In early 2021, Charlotte Legal reached out with updates on their progress. Our Executive Director proposed that the Foundation make a PRI instead of a grant during these renewed conversations. Charlotte Legal was receptive to that concept, but they acknowledged that this would be their first experience with PRIs. We reassured them that we would learn this process together. 

On May 12, the Foundation provided its PRI application link to Charlotte Legal. Charlotte Legal submitted their thoroughly completed PRI application back to the Foundation by May 24. After an initial review, our financial team had a handful of follow-up questions, which Charlotte Legal quickly and sufficiently answered. Through the PRI application and subsequent conversations, the Foundation agreed on an unsecured loan to Charlotte Legal for the principal amount of $500,000 at half the market rate, or 2%, with a 5.5-year term. Both parties agreed on quarterly interest payments with a principal balloon repayment upon maturity on January 31, 2027.* Charlotte Legal will use the Foundation’s below-market-rate loan in combination with a commercial loan from Towne Bank for $3 million at 4% to renovate its new office building. 

By late June, the Foundation formally completed due diligence, and outside legal counsel drafted documents by July 8. Both parties executed the loan agreement and promissory note by August 3. The Gambrell Foundation cut a check to Charlotte Legal for the loan amount deposited on August 19. This marked the official execution date of our first PRI. Like other investments, the Foundation will monitor its PRI with Charlotte Legal on an ongoing basis until maturity. 

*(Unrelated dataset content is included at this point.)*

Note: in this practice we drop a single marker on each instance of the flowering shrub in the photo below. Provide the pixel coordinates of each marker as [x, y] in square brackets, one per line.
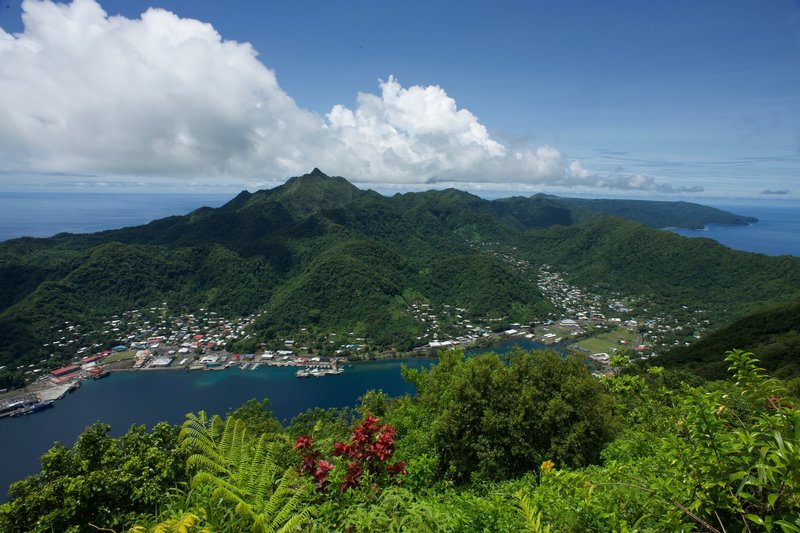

*Note: One of the essential lessons from this experience was that PRI principal repayments must go out again in the same calendar year they are received through either new PRIs or grants. We were mindful in coordinating a loan maturity date in January as opposed to December. For example, if this loan matured on December 20, 2027, we would only have 11 days to get $500,000 back out via another PRI or grant.